Monday, January 12, 2009

Burnham's Reed Warned by State Ethics Agency on Conflict of Interest

California's government ethics overseers have issued a "warning letter" to a director of the California stem cell agency for attempting to influence the agency's staff to reverse a denial of a $638,000 grant to his research organization.

The attempt by John Reed, CEO of the Burnham Institute of La Jolla, Ca., was first disclosed by the California Stem Cell Report in November 2007.

Subsequently, John M. Simpson, stem cell project director for Consumer Watchdog of Santa Monica, Ca, asked the Fair Political Practices Commission to investigate Reed's action. California's top fiscal officer, Controller John Chiang, also called for an FPPC inquiry. Simpson disclosed the FPPC's warning today in a news release circulated nationally.

The FPPC said that Reed "intended to influence a decision that had the potential to affect his economic interests." The ethics agency said that Reed's action "raises ethical concerns," declaring,
"We are closing this matter with a warning letter....Dr. Reed is advised that failure to comply with the provisions of (state conflict of interest laws) can result in an enforcement action against him, including monetary penalties of up to $5,000 for each violation."
Reed recused himself from serving on the board during the FPPC investigation and appointed an alternate to fill in.

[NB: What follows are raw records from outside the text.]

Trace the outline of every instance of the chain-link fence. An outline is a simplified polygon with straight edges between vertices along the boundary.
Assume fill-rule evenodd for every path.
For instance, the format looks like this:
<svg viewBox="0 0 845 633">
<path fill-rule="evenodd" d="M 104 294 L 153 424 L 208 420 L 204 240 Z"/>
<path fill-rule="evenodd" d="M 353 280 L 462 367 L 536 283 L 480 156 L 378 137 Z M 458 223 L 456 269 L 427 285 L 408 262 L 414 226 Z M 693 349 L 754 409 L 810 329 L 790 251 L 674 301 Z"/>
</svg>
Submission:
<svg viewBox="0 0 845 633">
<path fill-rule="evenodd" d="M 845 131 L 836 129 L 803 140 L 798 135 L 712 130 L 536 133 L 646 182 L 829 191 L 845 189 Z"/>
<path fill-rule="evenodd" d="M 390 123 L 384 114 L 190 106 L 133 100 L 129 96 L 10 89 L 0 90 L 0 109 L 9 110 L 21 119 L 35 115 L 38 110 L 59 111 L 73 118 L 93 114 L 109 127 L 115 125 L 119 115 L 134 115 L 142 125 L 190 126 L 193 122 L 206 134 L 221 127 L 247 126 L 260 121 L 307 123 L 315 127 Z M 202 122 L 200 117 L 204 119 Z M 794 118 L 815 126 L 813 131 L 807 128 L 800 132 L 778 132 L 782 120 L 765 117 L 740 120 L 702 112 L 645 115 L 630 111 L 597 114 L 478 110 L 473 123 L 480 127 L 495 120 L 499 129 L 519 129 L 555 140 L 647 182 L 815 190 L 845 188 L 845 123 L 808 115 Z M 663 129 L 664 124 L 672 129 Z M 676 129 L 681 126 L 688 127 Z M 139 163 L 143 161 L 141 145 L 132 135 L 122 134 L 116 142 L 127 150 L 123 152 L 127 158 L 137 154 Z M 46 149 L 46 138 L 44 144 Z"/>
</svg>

Simpson said he hoped that the 29 members of the CIRM board of directors had learned from the Reed incident. He said Reed can now return to the board and make a "positive contribution."

In response to an inquiry, Chiang's office said,
"Any conflict of interest threatens CIRM’s credibility and jeopardizes voters’ tremendous investment in stem cell research, which is why CIRM itself adopted a conflict-of-interest policy shortly after its creation.

"CIRM and the ICOC have a tremendous amount of work ahead of them – the controller hopes they can move forward and use the guidance provided by the FPPC to avoid any further conflicts in the grant process."
Simpson noted that the CIRM board is riddled with built-in conflicts of interest as the result of the language of Prop. 71, which created the $3 billion research effort.

Simpson said,
"Most of the people handing out the money are the very same people from the institutions that get the money. That means the conflict rules in place must be strictly adhered to and there must be consequences when they are violated.”
Reed wrote his letter seeking to influence the staff on the advice of CIRM Chairman Robert Klein, an attorney who wrote much of Prop. 71. Klein's action triggered calls for his resignation from The Sacramento Bee and Consumer Watchdog.